Il peut certes être procédé à des hausses de prélèvements, comme l'a fait le Gouvernement en 2012, lorsqu'avec la loi de finances rectificative pour 201211(*) et la loi de financement de la sécurité sociale pour 201312(*), il a accru les recettes du système de sécurité sociale de 8 milliards d'euros. Seulement, il ne s'agit aucunement d'une solution pérenne : les prélèvements obligatoires ne sauraient être perpétuellement mobilisés afin de combler l'écart croissant entre les dépenses et les recettes de la protection sociale, sauf à alourdir encore un taux de prélèvements obligatoires dont il est difficile de contester qu'il est trop élevé - en particulier dans un contexte de recul de la compétitivité des entreprises et de l'attractivité de notre pays.

Dans ces conditions, il est indispensable que des réformes soient engagées afin de ralentir durablement la croissance tendancielle des dépenses des administrations de sécurité sociale. L'enjeu concerne la consolidation des finances publiques à court terme, mais également la soutenabilité de notre système de protection sociale à plus long terme.

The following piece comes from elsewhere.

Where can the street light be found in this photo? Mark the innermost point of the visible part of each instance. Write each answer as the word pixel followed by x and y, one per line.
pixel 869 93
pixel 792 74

Dès lors, une plus large mobilisation des administrations de sécurité sociale en termes d'efforts en dépenses se justifie pleinement.

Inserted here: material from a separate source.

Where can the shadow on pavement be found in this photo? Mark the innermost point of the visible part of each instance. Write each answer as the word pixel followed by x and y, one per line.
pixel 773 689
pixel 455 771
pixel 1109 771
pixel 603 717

Malgré cela, et en dépit du montant d'économies demandé aux organismes de protection sociale, le Gouvernement peine à proposer les réformes devant permettre un ralentissement pérenne de la dépense sociale.

Comme cela était indiqué précédemment, il est en effet prévu de faire contribuer, à hauteur de 21 milliards d'euros, les administrations de sécurité sociale au programme d'économies projeté au titre de la période 2015-2017. Les économies envisagées dans ce cadre porteraient, à hauteur de 10 milliards d'euros, sur les dépenses d'assurance maladie et, pour les 11 milliards d'euros restants, sur les autres dépenses de protection sociale.


* 1 Cf. rapport n° 55 (2014-2015) sur le projet de loi de programmation des finances publiques pour les années 2014 à 2019 fait par Albéric de Montgolfier au nom de la commission des finances du Sénat.

* 2 Loi organique n° 2012-1403 relative à la programmation et à la gouvernance des finances publiques.

* 3 L'article 23 de la loi organique n° 2012-1403 du 17 décembre 2012 relative à la programmation et à la gouvernance des finances publiques dispose qu'« un écart est considéré comme important au regard des orientations pluriannuelles de solde structurel de l'ensemble des administrations publiques définies par la loi de programmation des finances publiques lorsqu'il représente au moins 0,5 % du produit intérieur brut sur une année donnée ou au moins 0,25 % du produit intérieur brut par an en moyenne sur deux années consécutives ».

* 4 Les modalités de mise en oeuvre du mécanisme de correction font l'objet d'un examen approfondi dans le rapport n° 716 (2013-2014) sur le projet de loi de règlement du budget et d'approbation des comptes de l'année 2013 fait par François Marc au nom de la commission des finances du Sénat.

* 5 Rapport n° 55 (2014-2015), op. cit.

* 6 Les notions d'ajustement structurel et d'effort structurel, ainsi que leurs différences, sont précisées dans le rapport fait par Albéric de Montgolfier sur le projet de loi de programmation des finances publiques pour les années 2014 à 2019 (rapport n° 55 (2014-2015), op. cit., p. 52-53).

* 7 Cour des comptes, La situation et les perspectives des finances publiques, juin 2014, p. 117.

* 8 Cf. rapport n° 55 (2014-2015), op. cit., p. 76.

* 9 C. Mareuge et C. Merckling, « Pourquoi les dépenses publiques sont-elles plus élevées dans certains pays ? », La note d'analyse de France stratégie, juillet 2014.

* 10 Inspection générale des finances, Maîtriser les dépenses de l'État pour revenir à l'équilibre des finances publiques : enjeux et leviers d'action, rapport n° 2012-M-03, mai 2012.

* 11 Loi n° 2012-958 du 16 août 2012 de finances rectificative pour 2012.

* 12 Loi n° 2013-1404 du 17 décembre 2012 de financement de la sécurité sociale pour 2013.